Grand Prix IA & RH : les coulisses du projet Kustomize, entre innovation et impact humain


Directeur exploitation du groupe Keolis, Emmanuel TEBOUL a en particulier en charge l’amélioration des process d’exploitation pour l’ensemble des filiales Keolis en France et dans le monde

Gérald PETITJEAN est directeur de l’Innovation d’EURODECISION, une PME versaillaise qui conçoit depuis 1987 des modèles et des algorithmes d’aide à la décision basés sur l’Intelligence Artificielle, la Recherche Opérationnelle et les Mathématiques Décisionnelles.
Lors du Grand Prix IA & RH organisé par le Hub France IA, Keolis et Eurodecision se sont distingués en remportant la compétition avec leur projet Kustomize. Ce dispositif novateur place les conducteurs de bus au cœur du processus de planification, en utilisant l’intelligence artificielle pour intégrer leurs desiderata tout en optimisant les contraintes opérationnelles. Emmanuel Teboul, Directeur Exploitation du groupe Keolis, et Gérald Petitjean, Directeur de l’Innovation d’Eurodecision, nous dévoilent les coulisses de cette réussite, entre défis techniques, changement organisationnel et impact humain.
Sommaire
Pouvez-vous nous expliquer en quelques mots ce qu’est le projet Kustomize et en quoi il révolutionne l’organisation du travail des conducteurs de bus ?
Emmanuel Teboul : Kustomize part d’un constat simple : aujourd’hui, les conducteurs de bus n’ont pas leur mot à dire sur leur planning. Les jours de travail et les horaires sont imposés, qu’il s’agisse des prochains jours ou de l’année entière. L’idée de départ est claire : comment passer d’un planning imposé à une organisation qui prend en compte les souhaits des conducteurs ?
L’objectif est d’intégrer les préférences des conducteurs dans l’établissement des plannings. Par exemple, un conducteur qui préfère travailler le matin ou qui a des contraintes familiales doit pouvoir en faire part à son entreprise. Ce système garantit une prise en compte des contraintes des conducteurs et ainsi vise à améliorer l’engagement, le bien-être au travail et la relation entre le conducteur et l’entreprise. En plus, cela peut attirer des profils diversifiés, comme davantage de femmes, en tenant compte de leurs besoins spécifiques. En résumé, Kustomize propose d’adapter le planning aux contraintes personnelles, plutôt que l’inverse.

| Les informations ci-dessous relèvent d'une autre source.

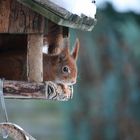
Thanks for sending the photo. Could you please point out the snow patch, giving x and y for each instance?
(79, 7)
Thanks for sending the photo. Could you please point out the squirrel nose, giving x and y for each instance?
(73, 82)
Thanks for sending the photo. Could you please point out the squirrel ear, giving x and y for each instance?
(76, 49)
(63, 55)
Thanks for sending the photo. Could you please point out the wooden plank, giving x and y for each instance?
(33, 90)
(55, 37)
(4, 15)
(24, 20)
(35, 58)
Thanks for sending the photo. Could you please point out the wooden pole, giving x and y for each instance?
(35, 58)
(33, 90)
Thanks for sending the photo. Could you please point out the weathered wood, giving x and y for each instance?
(35, 58)
(24, 20)
(4, 15)
(55, 37)
(32, 90)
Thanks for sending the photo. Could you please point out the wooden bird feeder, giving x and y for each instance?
(23, 25)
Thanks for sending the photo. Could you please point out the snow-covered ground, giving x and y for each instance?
(86, 7)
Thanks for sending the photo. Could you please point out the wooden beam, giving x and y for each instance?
(55, 36)
(4, 15)
(32, 90)
(24, 20)
(35, 58)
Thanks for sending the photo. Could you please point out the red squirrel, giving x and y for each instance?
(60, 68)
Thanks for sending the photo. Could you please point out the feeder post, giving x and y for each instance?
(35, 58)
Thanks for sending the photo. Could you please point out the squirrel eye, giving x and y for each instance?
(66, 69)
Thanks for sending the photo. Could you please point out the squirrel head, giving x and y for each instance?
(62, 67)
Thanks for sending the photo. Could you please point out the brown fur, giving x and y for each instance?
(13, 65)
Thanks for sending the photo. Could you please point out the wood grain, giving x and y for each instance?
(4, 15)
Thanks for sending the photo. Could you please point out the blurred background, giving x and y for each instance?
(106, 98)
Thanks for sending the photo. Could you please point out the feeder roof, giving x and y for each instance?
(61, 15)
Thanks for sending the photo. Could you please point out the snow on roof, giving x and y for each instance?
(79, 7)
(79, 14)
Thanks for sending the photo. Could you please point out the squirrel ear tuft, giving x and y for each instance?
(76, 49)
(63, 55)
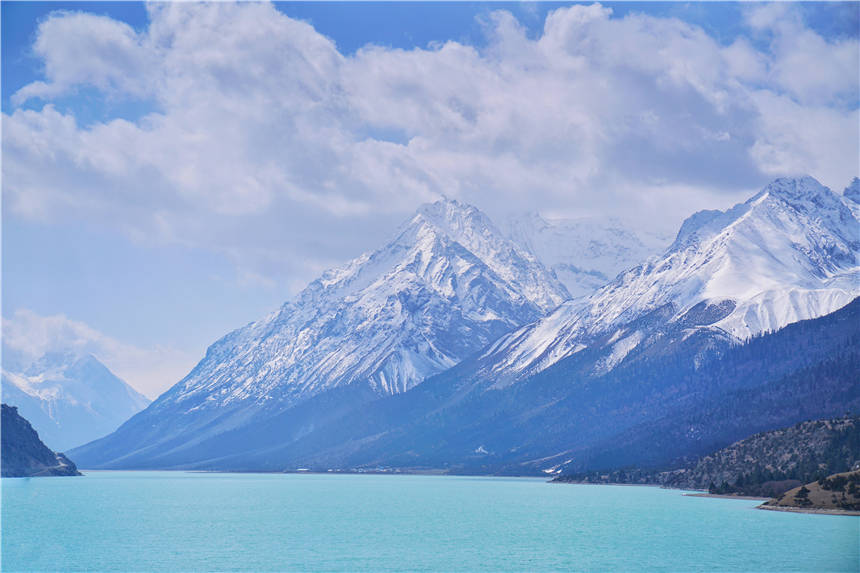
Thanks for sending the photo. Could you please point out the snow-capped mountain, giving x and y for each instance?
(852, 196)
(787, 254)
(584, 253)
(70, 399)
(448, 284)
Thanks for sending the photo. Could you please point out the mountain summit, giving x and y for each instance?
(787, 254)
(70, 398)
(448, 284)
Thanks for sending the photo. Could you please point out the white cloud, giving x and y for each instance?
(28, 336)
(268, 144)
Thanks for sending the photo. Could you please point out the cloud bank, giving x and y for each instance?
(266, 143)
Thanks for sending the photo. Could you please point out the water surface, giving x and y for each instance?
(176, 521)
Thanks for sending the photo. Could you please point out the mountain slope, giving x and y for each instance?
(789, 253)
(71, 399)
(584, 253)
(447, 285)
(664, 337)
(24, 454)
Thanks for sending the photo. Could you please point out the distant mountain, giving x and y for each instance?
(587, 252)
(24, 454)
(448, 284)
(801, 453)
(680, 346)
(790, 253)
(70, 399)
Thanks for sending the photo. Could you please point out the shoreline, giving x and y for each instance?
(812, 510)
(728, 496)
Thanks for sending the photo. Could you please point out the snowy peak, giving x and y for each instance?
(790, 253)
(70, 397)
(584, 253)
(447, 284)
(852, 192)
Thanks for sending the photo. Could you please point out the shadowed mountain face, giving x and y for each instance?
(70, 399)
(24, 454)
(789, 253)
(448, 284)
(321, 382)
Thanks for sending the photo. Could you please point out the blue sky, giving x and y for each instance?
(173, 172)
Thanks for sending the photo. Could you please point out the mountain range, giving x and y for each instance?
(454, 347)
(70, 398)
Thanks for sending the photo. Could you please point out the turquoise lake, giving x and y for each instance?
(176, 521)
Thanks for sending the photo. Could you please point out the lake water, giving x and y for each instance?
(175, 521)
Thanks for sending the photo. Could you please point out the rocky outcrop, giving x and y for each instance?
(24, 454)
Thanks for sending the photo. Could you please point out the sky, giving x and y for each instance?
(173, 171)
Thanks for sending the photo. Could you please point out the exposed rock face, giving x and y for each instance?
(24, 454)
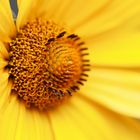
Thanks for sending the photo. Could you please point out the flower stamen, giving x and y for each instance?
(46, 64)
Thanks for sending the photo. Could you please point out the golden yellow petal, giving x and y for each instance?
(7, 26)
(64, 127)
(5, 89)
(3, 63)
(29, 10)
(80, 119)
(116, 89)
(116, 50)
(116, 14)
(3, 51)
(23, 124)
(110, 126)
(25, 11)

Et concrètement, comment ça fonctionne ?
Gérald Petitjean : La solution repose sur une étape supplémentaire dans le processus classique de création des plannings. Habituellement, les équipes de planification établissent un plan de transport en fonction des demandes des autorités organisatrices, puis affectent les conducteurs. Avec Kustomize, un nouveau processus est mis en place : chaque conducteur peut exprimer ses préférences au jour le jour. Ces desiderata sont ensuite intégrés dans les plannings grâce à un algorithme développé par Eurodecision.
Ce modèle va au-delà des méthodes traditionnelles. Dans le transport, les plannings sont souvent créés en deux étapes : d’abord des grilles de roulement théoriques, puis une affectation des agents. Ici, tout se fait en une seule étape, ce qui augmente la complexité. L’équipe a dû développer des algorithmes avancés pour résoudre ce casse-tête, notamment grâce à des techniques d’optimisation sous contraintes (programmation linéaire), de génération de colonnes et de graphes.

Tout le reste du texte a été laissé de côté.